ケータイ番号と相手の名前だけで簡単に振込める機能は画期的だ

もちろん支払いメモなどを残すことも可能

 「例えば仲間内の飲み会での割り勘精算の場面などでとても便利です。幹事が一括で払ったとき、お札や小銭をじゃらじゃらと回収してお財布がぱんぱんになることは誰でも経験していると思います。そんな時に、手数料がかからなくて便利なサービスなので、たくさんのお客さまに喜んでご利用いただけると確信しています」(齋藤氏)

勝木氏(右)と齋藤氏(左)。じぶん銀行の社員は71名(2008年9月末時点)で、中途採用、三菱東京UFJ銀行からの出向、KDDIからの出向と、それぞれ約1/3ずつで構成されているそうだ

 この「ケータイ番号振込」というサービスは、無料の「au情報リンクサービス」に登録していれば、自分のケータイの電話帳から振込先を指定できる。
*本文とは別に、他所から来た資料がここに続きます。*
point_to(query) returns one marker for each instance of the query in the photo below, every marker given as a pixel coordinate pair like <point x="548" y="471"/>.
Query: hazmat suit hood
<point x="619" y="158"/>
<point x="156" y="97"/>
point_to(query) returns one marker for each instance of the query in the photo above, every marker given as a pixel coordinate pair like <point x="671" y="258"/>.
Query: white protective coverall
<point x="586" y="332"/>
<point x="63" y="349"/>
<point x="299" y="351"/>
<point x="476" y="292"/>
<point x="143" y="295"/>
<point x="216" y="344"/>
また、じぶん銀行間、三菱東京UFJ銀行の口座間でも振込手数料がかからないため、便利な利用方法がたくさんありそうだ。そして20文字までのコメントを付けられる点も日常的に使う金融サービスとして新しい。

 冒頭の「貯蓄」の話にもつながるかもしれないが、通帳記入をしに行かなくても、常に最新の口座残高をケータイで確認できる点はありがたい。じぶん銀行のアプリには、貯金計画や支払いメモなど、自分のお金を管理する機能が搭載されている。

 サイフの中を覗けば、今いくらあるかわかるのは当たり前だが、ケータイで銀行口座も同じようにいつでも覗けるようにして、長期・短期問わず、自分でマネープランを立てられるアフォーダンスを持っている点が、今までのサイフよりも進化している点ではないだろうか。